E eu que tinha descoberto um humor refinado naquele mito da política brasileira, comungava agora de suas lágrimas, que me escorriam tão próximas, tão duras, tão doídas. As lágrimas corridas em seus olhos, em suas palavras, em seus gestos reafirmavam-me a principal virtude daquele político, daquele advogado, daquele militante da justiça que, acima de tudo, é humano. Humano no mais amplo sentido que essa palavra possa comportar. Um homem que mesmo vivendo rodeado por normas, por leis, por regimentos não se deixou endurecer. Um homem que mesmo ocupando um dos cargos mais importantes da nação, sempre me olhou olhos nos olhos. Um homem que, mesmo depois de tantas lutas, ainda consegue ver a política como uma causa. E uma causa apaixonante. Um homem que, mesmo diante de alguns percalços, nunca deixou de acreditar que uma outra realidade fosse possível. Mais do que isso, nunca deixou de ajudar a construir essa outra realidade.

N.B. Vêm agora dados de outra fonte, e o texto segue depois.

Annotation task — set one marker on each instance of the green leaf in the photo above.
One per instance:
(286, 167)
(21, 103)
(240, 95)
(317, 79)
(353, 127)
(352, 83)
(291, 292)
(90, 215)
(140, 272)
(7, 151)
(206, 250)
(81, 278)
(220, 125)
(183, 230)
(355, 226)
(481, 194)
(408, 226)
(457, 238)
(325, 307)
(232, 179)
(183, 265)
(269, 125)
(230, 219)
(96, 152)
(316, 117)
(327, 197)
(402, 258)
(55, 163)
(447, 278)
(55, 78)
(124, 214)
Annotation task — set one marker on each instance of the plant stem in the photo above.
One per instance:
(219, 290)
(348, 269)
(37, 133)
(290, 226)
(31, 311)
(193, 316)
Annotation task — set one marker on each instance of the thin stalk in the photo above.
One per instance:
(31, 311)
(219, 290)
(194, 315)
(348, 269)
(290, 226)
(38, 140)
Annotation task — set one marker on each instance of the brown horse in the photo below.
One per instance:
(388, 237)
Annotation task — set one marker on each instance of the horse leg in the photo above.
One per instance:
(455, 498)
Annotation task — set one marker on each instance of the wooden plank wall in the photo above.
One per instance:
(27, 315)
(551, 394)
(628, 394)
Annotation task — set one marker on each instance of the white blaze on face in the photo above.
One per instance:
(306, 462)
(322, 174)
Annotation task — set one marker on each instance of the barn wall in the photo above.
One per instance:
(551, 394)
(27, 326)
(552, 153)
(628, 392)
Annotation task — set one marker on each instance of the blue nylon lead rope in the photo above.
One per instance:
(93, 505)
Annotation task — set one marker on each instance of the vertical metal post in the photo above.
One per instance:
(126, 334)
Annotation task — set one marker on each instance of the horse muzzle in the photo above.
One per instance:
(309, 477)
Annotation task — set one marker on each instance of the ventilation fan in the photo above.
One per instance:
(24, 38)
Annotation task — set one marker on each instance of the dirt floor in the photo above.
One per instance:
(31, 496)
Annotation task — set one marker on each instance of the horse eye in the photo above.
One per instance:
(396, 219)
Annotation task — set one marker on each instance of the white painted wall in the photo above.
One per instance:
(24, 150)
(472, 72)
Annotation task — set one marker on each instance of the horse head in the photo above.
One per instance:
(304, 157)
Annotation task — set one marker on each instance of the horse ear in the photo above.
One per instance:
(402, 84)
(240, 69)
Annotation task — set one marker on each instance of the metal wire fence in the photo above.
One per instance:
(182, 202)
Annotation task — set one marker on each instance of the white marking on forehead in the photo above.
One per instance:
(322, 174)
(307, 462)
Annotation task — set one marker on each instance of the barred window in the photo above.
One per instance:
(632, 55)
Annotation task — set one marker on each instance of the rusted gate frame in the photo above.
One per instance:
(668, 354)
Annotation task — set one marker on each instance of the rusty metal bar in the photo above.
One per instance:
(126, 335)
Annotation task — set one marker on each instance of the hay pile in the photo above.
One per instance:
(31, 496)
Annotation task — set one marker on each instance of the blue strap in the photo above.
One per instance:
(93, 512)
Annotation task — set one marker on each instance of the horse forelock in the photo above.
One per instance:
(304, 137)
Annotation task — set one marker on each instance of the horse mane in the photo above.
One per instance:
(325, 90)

Mas aquela segunda-feira era adversa. Eu, que sempre o olhei distante, num misto de respeito e medo, estava ali, sem saber o que dizer, sem saber direito o que sentia, sem saber se gritava, se chorava ou se corria. E de repente, das lágrimas nasceram aplausos. E das lágrimas brotaram palavras de fé, de otimismo, de perseverança. E as lágrimas se transformaram em abraços. E em cada abraço a certeza de que tinha valido a pena ter vivido tudo aquilo. De que tinha valido a pena nós termos lutado juntos. De que tinha valido a pena nós termos tentado juntos. Enfim, de que tinha valido a pena nós estarmos juntos.

Ao sair daquela reunião um dia após uma eleição surpreendente em todos os sentidos, já me habitava uma saudade. Saudade da liberdade, do respeito, da confiança que aquele guerreiro da democracia brasileira havia me presenteado durante a minha breve participação em sua campanha eleitoral. E se a saudade tivesse uma voz, ouso dizer que naquela noite ela cantou: "Não diga que a vitória está perdida. Se é de batalhas que se vive a vida. Tente outra vez". A Sigmaringa Seixas, os meus aplausos, os meus agradecimentos e a minha esperança de que um outro Brasil é possível.

Observação do autor: Tributo ao então deputado federal Sigmaringa Seixas. Ele não conseguiu se reeleger em 2006. O texto foi escrito na noite seguinte a eleição, ocasião em que houve uma reunião com os colaboradores mais próximos.